Calls for sanctions against Russia are getting stronger every day. EU member states also threaten punitive measures. But it is questionable whether this can ever be decided. In a statement on Navalny, the EU warned against restrictive measures against Moscow. However, it is conceivable that those responsible would be specifically sanctioned, for example their entry into the EU would be banned and accounts in Europe blocked.

There is already a precedent for such punitive measures in the event of a poison attack: in early 2019, the EU included four employees of the Russian military intelligence service GRU on its sanctions list. The motive was the attack on former Russian double agent Sergej Skripal, who was poisoned in March 2018 in Salisbury, UK, as was Navalny with the nerve agent Novichok.

“The difference with the Skripal case is that there was clear evidence at the time that the GRU agents were in Britain,” says Steven Blockmans of the Center for European Policy Studies in Brussels (Ceps). On the basis of British investigations, there was also “forensic evidence of the involvement of the Russian secret services”. Under EU law, mere “guesswork” is not enough to impose permanent penalties on people, says the lawyer. The fact that the poison used by Novichok was developed by the Soviet Army and is not freely available is not enough either.

Pressure on the economy

There would be the possibility of economic sanctions, which may be more politically motivated. After the downing of flight MH17 in the Ukraine conflict in 2014, the EU imposed a whole series of punitive measures against Russia: they are directed against state banks, the import and export of weapons and the oil and gas industry.

In its statement on Navalny, the EU did not “explicitly name economic sanctions, but neither did it explicitly rule them out,” says the EU diplomat. It reserves the right to take “appropriate measures” to pressure Russia. They could also be financial penalties.

Meanwhile, the Navalny case is not only fueling the debate about the Nord Stream 2 gas pipeline between Russia and Germany in Germany. This has come under fire in the EU for years because it allows Moscow to no longer funnel gas through Ukraine and various Eastern European member states. As a result, they lose considerable transit fees.

Greens: “Former Chancellor Schröder has to decide”

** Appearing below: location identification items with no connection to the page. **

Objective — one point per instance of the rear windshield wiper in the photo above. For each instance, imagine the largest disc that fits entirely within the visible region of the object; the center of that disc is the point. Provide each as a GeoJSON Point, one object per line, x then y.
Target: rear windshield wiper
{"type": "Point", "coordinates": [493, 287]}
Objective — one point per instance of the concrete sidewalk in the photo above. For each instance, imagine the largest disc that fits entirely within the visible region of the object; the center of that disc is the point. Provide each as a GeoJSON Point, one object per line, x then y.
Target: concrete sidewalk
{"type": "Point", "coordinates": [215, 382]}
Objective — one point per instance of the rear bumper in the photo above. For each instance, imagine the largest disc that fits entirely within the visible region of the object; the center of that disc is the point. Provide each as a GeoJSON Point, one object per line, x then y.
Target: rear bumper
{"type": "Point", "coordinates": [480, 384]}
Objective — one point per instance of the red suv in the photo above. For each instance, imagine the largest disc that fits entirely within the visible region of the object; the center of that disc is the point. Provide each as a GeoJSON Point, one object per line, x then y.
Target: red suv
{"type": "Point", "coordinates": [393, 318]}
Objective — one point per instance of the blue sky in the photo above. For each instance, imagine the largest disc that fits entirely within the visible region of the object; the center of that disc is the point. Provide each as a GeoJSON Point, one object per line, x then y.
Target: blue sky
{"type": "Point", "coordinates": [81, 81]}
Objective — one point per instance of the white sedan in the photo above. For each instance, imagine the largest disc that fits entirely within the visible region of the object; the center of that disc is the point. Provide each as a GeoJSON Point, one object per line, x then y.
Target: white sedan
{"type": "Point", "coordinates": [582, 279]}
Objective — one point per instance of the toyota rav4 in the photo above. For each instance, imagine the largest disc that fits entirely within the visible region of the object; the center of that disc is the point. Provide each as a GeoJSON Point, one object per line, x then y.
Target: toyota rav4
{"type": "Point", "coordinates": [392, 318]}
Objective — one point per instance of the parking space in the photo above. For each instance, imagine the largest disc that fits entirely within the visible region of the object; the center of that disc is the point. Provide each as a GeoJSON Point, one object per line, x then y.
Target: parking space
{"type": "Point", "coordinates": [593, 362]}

After the Nawalny poisoning, Poland again asked for the project to be stopped. Federal Foreign Minister Heiko Maas (SPD) did not completely rule out that step over the weekend. However, he stressed that this will affect “more than 100 companies in twelve European countries.” And he added: “When we think about sanctions, they should be as selective as possible.” In any case, Belgian Blockman does not believe “that Germany will go that far.”

Meanwhile, politicians from the CDU and the Greens have called on former Chancellor Gerhard Schröder (SPD) to vacate his position at the Nord Stream 2 pipeline company. Green parliamentary group leader Katrin Göring-Eckardt told newspapers on Sunday from the Funke media group: “Former SPD Chancellor Schröder must now decide whether he is on the side of democracy and human rights.”

Saxon Prime Minister Michael Kretschmer turned against calls to halt construction of the Baltic Sea pipeline. “Nord Stream 2 must be built more,” the CDU politician said on Saturday. “We depend on each other, we need this cooperation.” CDU economics expert Friedrich Merz had called for a two-year construction freeze on Nord Stream 2.